TheBoy (some days it seems he’s really not such a LittleGuy anymore) has been sleeping well and solidly lately. He’s growing. But it means that he doesn’t have much time to play games with us on weekday evenings or mornings. This morning when I went in to get him up for school he asked me to wake him up at 5:47 tomorrow. I said, “Why?” He said, “So that we have extra time to play games.” Fortunately, he’s also really tickled to be growing so big and strong, so I reminded him that sleep helps him grow. So he agreed that maybe the games could wait until Saturday.

For months now he’s been doing very well at clearing his own dishes from the table after a meal. Today I ran the experiment of having him set the table for the three of us for dinner. Kinda’ worked. Hurrah! Child labor.

He is very pleased that he won trophies at his tae kwon do tournament. I put them on top of his desk.  But he’s very insistent that they be displayed elsewhere in the house. Specifically near the tv (which is in the basement). I don’t know why. But I told him we could consider moving them on the weekend. (He doesn’t spend any time in the basement on weekdays.)

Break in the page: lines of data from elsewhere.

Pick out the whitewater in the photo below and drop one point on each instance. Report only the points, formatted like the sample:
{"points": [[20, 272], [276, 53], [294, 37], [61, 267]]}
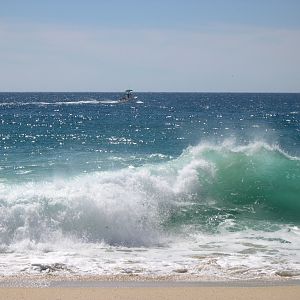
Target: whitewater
{"points": [[179, 184]]}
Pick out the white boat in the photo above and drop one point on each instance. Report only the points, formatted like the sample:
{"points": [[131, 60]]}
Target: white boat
{"points": [[128, 95]]}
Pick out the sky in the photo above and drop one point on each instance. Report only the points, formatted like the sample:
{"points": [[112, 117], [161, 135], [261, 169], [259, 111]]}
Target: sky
{"points": [[157, 45]]}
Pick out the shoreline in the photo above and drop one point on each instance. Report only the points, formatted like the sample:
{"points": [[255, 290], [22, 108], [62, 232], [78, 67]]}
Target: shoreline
{"points": [[129, 281], [52, 287]]}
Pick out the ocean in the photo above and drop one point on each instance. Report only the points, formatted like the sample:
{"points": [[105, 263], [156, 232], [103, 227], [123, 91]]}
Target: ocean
{"points": [[205, 185]]}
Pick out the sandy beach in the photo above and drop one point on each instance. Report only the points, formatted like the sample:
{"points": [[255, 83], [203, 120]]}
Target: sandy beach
{"points": [[209, 293], [153, 290]]}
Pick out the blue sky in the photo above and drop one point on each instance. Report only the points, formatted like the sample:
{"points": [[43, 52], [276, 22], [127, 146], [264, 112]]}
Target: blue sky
{"points": [[158, 45]]}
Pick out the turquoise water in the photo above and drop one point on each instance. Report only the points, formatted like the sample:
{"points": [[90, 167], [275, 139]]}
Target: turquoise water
{"points": [[215, 176]]}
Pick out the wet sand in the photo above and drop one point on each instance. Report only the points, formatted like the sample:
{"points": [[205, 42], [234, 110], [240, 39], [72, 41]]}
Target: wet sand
{"points": [[150, 290]]}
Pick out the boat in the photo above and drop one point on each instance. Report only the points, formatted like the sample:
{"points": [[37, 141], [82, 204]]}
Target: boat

Tonight he asked us how much a Christmas tree costs (we don’t have one up yet). Specifically, if it costs more than $5, which is what he has in his wallet right now. I said, “Oh, the one we get will probably cost around 60 dollars.” He said: “60 with ones on them?” I said “Yeah, or 3 twenties.”  But, while we thanked him for the thought, we reassured him that he doesn’t have to buy the Christmas tree with his money.  (He has similarly offered to pay for milk.)